Out February 21, 2026, Hurry introduces June The Destroyer as far more than another folk-rock duo with a city to mythologize. Victoria Fuller and James Karfilis, working out of Toronto’s Port Lands with singer-songwriter Len O’Neill, shape a record that feels rooted in the skyline yet restless beneath it. The album wrestles with modern life in all its mess, online intimacy, public accountability, rising costs, mortality, and the exhausting pressure to stay switched on, while still leaving the door cracked for hope.
Even the cover art gets in on the joke: two lovers facing the Toronto skyline while an alien abduction hovers like a casual house call, as if the unknown might be the only sane thing left to believe in. That tension between absurdity and yearning runs right through Hurry, giving its folk-rock, alt-country, and ’90s alternative leanings a sharp bite.
“Hot Coffee” kicks things off in wonderfully unsettling fashion, opening with eerie, echoing vocals and the kind of guitar haze that feels like stumbling into a half-empty café at 2 a.m. Then the track tightens the screws: beats settle in, fuzzed riffs flare up, cymbals bustle, and the chorus bursts open with higher harmonies that hit like a jolt to the system. Beneath its swagger, the song takes a hard look at privilege, comfort, and the invisible cost of convenience, landing lines like “when your coffee’s nice and hot / someone’s is not” with a sting that lingers.

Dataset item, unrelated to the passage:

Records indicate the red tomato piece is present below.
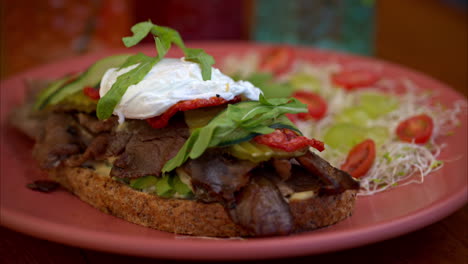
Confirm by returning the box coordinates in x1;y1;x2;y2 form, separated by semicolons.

Then “Break Down, Get Down” slides in, marrying deep bass, heavy grooves, wah guitar, and Fuller’s clear, velvet-rich vocals to lyrics that skewer financial dread, modern romance, and late-capitalist burnout. It’s sexy, funny, and fed up all at once. By the time “Find Me In The Morning” arrives, Hurry shows its softer underbelly, with gentle strums, frolicking piano, tender male vocals, and Fuller’s breathy glow gradually bloom into something sweeping and almost ecstatic. Even as it sings about algorithmic longing and praying “unto the apps,” it sounds real.
And that’s the ace up this album’s sleeve: it stares down the noise, then finds beauty in the wreckage.